I don't know where you live in the District, but I doubt that your house has actually gone up in value by $200K in the last 3 years. Where are you getting that valuation? I posted on the appraisal thread yesterday that an appraiser just appraised my house at half-a-mill more than we bought it for 2 years ago, which is clearly BS. Even Zillow overvalues the home by a hundred grand or so in this market. I think anyone who thinks their house has risen that dramatically in value in the last 3 years is being overly optimistic. Three years ago you bought at the high-to-just-starting-to-decline-slightly end of the market -- since then the market has gone down in even the best neighborhoods in DC.


I can attest to the $200K appreciation. We bought our house for 2.65 MM ~4 years ago and it's appraised at 2.9MM for 2009. This also is in the District.


It appraised for that, but could it sell for that? I think that's the point pp was making.
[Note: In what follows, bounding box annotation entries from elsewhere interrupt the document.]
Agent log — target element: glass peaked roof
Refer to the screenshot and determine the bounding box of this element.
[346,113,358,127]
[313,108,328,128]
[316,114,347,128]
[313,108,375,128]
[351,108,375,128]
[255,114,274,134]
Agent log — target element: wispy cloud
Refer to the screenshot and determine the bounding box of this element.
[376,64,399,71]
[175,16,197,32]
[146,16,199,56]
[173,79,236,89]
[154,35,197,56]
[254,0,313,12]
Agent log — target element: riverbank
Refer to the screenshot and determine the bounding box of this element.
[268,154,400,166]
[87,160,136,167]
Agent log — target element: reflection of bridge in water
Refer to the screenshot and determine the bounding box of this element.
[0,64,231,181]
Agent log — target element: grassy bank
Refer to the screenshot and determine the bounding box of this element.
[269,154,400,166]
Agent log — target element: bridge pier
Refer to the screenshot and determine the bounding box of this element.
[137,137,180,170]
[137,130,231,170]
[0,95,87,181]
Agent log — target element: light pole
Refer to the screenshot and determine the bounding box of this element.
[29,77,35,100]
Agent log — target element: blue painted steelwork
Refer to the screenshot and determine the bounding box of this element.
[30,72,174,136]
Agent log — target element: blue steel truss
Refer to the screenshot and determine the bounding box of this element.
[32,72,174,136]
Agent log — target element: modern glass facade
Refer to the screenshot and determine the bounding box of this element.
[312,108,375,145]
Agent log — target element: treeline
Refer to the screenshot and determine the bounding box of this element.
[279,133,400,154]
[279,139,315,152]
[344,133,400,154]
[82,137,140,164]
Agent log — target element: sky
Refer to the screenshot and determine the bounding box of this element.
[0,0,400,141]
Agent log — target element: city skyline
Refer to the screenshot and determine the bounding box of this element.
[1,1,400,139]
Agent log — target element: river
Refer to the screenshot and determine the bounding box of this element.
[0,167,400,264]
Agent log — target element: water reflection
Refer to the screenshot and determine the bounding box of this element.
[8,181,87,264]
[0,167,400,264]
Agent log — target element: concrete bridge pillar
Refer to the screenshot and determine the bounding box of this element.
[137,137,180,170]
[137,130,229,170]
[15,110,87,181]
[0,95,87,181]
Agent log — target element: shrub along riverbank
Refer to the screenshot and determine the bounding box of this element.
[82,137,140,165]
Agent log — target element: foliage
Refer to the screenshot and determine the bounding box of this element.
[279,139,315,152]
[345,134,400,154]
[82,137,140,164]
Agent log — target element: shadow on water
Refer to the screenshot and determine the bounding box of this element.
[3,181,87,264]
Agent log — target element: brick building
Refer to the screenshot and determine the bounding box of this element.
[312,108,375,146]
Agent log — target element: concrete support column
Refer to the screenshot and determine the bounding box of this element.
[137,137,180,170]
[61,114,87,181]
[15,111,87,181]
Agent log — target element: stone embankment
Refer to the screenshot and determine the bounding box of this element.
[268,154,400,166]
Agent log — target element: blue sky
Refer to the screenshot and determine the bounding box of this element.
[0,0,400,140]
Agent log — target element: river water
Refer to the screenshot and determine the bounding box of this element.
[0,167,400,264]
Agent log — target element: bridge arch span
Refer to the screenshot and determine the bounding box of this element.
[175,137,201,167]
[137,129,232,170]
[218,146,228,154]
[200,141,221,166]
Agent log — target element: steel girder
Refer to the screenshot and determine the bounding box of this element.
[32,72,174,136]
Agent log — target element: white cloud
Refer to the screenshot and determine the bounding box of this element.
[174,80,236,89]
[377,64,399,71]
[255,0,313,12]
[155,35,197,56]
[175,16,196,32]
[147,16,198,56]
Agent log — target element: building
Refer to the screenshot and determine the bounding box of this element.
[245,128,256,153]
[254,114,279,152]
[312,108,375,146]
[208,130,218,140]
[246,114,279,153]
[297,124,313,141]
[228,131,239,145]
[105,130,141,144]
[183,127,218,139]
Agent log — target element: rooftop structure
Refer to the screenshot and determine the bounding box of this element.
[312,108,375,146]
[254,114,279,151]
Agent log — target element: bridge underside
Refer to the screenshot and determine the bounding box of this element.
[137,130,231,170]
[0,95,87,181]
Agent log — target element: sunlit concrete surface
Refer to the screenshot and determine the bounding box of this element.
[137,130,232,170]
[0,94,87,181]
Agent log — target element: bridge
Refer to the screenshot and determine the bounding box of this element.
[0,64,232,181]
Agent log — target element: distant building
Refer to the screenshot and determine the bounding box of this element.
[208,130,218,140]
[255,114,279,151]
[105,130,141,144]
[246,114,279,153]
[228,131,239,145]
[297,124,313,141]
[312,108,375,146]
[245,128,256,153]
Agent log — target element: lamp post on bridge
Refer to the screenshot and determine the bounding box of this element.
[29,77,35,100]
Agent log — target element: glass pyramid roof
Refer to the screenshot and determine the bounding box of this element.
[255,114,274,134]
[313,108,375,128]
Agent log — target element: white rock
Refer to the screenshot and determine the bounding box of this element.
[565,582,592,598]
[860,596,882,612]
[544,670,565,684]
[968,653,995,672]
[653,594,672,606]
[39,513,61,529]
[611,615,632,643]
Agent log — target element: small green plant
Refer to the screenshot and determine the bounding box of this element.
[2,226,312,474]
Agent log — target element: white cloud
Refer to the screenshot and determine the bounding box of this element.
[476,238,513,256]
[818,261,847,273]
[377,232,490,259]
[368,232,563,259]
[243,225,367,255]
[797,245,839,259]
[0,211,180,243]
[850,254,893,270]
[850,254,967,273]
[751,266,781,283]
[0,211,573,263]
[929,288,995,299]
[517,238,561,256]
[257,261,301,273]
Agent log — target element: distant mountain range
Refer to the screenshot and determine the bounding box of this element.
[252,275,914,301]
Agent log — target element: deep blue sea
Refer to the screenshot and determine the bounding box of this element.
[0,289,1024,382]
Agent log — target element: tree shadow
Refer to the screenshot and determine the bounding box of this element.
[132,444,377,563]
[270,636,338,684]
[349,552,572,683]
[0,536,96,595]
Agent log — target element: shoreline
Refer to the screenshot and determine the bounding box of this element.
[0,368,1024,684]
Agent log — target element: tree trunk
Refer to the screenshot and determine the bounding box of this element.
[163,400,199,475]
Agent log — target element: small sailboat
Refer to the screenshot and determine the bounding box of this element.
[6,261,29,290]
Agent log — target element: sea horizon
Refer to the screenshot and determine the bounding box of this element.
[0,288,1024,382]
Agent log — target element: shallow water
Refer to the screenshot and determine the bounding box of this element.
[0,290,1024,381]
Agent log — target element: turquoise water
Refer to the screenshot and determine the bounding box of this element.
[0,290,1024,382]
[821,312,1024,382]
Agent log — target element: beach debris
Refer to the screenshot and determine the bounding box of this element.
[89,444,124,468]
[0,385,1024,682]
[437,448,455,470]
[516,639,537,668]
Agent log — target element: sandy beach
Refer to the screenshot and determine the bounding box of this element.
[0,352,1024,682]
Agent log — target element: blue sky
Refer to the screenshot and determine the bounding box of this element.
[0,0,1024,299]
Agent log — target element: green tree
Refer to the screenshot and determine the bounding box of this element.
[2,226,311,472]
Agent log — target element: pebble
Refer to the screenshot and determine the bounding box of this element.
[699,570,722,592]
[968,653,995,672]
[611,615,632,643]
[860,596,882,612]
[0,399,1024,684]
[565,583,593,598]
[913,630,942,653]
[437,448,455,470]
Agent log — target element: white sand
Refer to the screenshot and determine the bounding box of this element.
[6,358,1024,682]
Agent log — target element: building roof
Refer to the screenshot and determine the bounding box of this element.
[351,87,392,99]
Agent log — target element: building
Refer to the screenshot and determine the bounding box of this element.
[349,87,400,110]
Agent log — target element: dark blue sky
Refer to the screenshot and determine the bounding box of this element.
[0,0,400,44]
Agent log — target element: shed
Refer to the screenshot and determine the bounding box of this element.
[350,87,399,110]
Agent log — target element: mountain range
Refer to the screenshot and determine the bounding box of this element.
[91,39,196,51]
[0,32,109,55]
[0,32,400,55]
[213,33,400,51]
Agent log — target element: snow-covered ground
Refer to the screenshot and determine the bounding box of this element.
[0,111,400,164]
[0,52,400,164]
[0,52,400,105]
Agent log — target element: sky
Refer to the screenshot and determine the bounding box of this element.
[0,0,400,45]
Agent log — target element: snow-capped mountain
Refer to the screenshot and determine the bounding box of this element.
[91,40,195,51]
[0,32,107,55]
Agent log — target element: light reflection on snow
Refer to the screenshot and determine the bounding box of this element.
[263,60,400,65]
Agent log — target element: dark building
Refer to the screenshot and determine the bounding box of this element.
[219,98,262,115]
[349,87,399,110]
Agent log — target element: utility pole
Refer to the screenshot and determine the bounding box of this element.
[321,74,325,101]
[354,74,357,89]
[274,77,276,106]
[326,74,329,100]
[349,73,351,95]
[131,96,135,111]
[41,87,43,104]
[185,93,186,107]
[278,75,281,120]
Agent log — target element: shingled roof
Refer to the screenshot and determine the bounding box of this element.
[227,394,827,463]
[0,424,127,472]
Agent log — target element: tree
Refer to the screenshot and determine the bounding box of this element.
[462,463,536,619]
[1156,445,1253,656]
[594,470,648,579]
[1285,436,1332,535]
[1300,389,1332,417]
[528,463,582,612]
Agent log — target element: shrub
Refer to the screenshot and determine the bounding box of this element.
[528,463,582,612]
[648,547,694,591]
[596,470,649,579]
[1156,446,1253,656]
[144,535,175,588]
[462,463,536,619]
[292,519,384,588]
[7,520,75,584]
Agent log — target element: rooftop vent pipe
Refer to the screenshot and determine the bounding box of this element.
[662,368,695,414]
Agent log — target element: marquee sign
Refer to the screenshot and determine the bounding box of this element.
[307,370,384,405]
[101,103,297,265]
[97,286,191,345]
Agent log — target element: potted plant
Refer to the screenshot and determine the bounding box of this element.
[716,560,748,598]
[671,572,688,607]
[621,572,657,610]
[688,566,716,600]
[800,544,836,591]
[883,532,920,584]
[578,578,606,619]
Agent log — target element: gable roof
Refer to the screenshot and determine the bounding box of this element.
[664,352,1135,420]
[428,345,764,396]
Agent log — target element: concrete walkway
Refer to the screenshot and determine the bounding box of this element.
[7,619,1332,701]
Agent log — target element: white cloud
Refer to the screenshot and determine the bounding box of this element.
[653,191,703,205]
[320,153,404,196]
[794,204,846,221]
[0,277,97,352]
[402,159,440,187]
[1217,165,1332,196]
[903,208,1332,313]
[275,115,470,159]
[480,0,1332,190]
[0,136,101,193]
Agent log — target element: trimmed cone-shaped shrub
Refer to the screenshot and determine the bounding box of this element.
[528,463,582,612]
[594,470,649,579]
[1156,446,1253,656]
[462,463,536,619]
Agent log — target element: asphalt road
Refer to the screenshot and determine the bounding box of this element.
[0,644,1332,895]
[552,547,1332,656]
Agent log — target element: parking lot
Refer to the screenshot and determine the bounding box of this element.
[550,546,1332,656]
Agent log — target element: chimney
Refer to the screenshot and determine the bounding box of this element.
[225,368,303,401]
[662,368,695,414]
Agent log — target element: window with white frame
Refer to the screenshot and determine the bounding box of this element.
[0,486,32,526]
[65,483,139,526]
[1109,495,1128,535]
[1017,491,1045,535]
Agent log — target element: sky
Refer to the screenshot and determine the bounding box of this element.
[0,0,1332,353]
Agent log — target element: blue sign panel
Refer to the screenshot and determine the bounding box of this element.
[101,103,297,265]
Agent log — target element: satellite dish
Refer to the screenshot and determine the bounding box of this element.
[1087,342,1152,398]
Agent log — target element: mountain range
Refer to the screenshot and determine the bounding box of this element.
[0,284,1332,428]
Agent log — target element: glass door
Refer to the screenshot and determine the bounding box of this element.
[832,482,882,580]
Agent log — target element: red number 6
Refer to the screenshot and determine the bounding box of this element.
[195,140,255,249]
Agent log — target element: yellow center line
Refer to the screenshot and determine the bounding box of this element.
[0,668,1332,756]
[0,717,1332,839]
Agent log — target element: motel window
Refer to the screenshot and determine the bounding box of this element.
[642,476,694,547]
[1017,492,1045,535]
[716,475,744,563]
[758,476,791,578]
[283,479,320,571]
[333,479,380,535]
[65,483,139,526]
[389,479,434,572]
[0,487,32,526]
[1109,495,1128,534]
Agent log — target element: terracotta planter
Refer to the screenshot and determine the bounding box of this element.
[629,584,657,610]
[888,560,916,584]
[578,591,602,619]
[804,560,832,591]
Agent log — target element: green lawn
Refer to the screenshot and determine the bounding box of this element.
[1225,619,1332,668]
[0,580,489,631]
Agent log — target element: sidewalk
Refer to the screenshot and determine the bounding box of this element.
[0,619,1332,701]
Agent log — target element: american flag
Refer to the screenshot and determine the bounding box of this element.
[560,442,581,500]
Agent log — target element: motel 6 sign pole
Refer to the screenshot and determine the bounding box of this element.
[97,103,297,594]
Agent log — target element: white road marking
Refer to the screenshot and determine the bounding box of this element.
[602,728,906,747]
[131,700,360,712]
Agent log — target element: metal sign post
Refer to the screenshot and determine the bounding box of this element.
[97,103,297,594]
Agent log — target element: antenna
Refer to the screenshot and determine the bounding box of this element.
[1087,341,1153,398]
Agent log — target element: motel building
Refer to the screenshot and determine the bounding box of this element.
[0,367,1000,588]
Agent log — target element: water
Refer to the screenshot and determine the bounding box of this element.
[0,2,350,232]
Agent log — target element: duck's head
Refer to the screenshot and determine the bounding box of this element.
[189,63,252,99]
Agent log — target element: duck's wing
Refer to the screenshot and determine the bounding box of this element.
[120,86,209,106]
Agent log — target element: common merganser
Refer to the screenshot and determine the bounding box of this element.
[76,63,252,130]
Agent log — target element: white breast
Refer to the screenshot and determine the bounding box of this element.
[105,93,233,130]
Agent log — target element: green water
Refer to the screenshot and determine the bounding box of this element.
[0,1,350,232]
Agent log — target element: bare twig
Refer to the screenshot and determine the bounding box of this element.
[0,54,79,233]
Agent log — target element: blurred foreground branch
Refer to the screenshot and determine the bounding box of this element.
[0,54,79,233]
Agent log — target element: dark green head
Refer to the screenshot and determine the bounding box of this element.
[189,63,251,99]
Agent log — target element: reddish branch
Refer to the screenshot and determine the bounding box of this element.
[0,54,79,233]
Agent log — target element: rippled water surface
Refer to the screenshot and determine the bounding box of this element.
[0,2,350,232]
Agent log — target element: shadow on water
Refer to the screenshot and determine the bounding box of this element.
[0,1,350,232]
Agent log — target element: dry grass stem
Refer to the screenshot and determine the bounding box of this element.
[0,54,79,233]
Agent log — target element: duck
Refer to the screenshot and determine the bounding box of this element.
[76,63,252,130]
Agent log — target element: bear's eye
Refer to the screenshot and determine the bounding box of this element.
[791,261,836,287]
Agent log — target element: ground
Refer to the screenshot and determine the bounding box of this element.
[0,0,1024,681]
Yes, I'm that PP and that's exactly the point I was making. Appraisals are fairly worthless in this market. As I explicitly stated in my last post, DC $2.65 MM home-owner, my home was also just appraised at half-a-mill more than what we bought it for two years ago. But we know it couldn't possibly sell for that. So if the DC PPs are basing their homes value on an appraisal, you are in for a rude awakening if/when you actually go to sell the house and look at real estate comps, a much more realistic tool to assess what the market will bear for your home. I don't know where these appraisers are pulling their numbers from. I am quite confident that my $1.5 mill home could NOT sell for $2 mill today, contrary to that appraiser's very rosy outlook.